Working with builder Tom Byer and his construction manager Sean Stobaugh, Street anchored the home with a large, double-height great room off of which spring the kitchen and mud room, the couple’s main bedroom suite, a guest bedroom, study and cozy sitting room. “It’s nice to retreat into those smaller spaces,” says Street, whose project architect was Jeremy Ristau. “Moving between large and small rooms makes each more interesting.”
It also creates a feeling the house evolved over time. “We thought a lot about our lifestyle and how we wanted to use the spaces,” recalls the husband. “Stylistically, it was the opportunity to build something that felt substantial and generational. We didn’t want anything contrived or disingenuous, so we asked Ryan for useful and authentic, not just aesthetics.” In other words, the balconies are real balconies.

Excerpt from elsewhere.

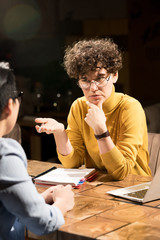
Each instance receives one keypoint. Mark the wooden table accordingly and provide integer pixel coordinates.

“It’s a ‘forever house,’” says Childress, explaining the couple hopes to move in full-time once their children finish school. Early design inspiration derived from modern ranch living—luxurious yet functional with historical elements and modern conveniences—which meshed naturally with the reclaimed wood and stone elements forming the building blocks of the house. “We wanted to let those materials be the focal point,” explains the interior designer. “Instead of patterns and strong colors, we used texture to enhance the architecture.” Fabrics add a tranquil spirit, but since this is a pet-friendly home, Childress ensured they were easy to clean. “We used linens and cottons, not fussy silk velvets, so the more they’re loved, the better they’ll get,” she says. She also skipped draperies that would block the views. “You can’t compete with Mother Nature,” she notes.
To furnish the rooms, Childress worked with lead designer Ally Dougherty. Taking their cues from the “generational” feeling of the architecture, the duo chose a variety of antique pieces including the living room’s monumental armoire—“a jewel with function and character,” says Childress—as well as a 17th-century French mantel holding naturally shed antlers, and the powder bathroom’s towel ring, which is a repurposed doorknocker. Some surprises include acrylic barstools in the kitchen to counterbalance the rusticity. “Acrylic reflects light and elevates what you’re doing,” explains Childress. Other pieces just mean business, like a hardworking “conference” table in the study coated in automotive paint. “Nothing is fragile here,” Childress quips, pointing to the outdoor dining area’s stone table that required 12 men to install.
Elsewhere outside, comfortable seating areas stand up to the heat and humidity, while landscape architect Bill Prewett, working with landscape architect Shannon Gatts and project manager Eric Griffith, brought in a mix of native- and Mediterranean-style plantings, as well as ivy that will soon scramble up the stone walls. “We wanted to build something lasting,” notes the husband. “As the walls went up, we would walk through and think about how the kids would move through the house, how we would use the grill. We had time to observe shadows and wind.” Between the cooling lake breezes flowing through the house and the joyful acrobatics of hummingbirds at the kitchen window, it’s no wonder the family can’t wait to hop in the car come Friday. As Street loves to say, “This house lives well.”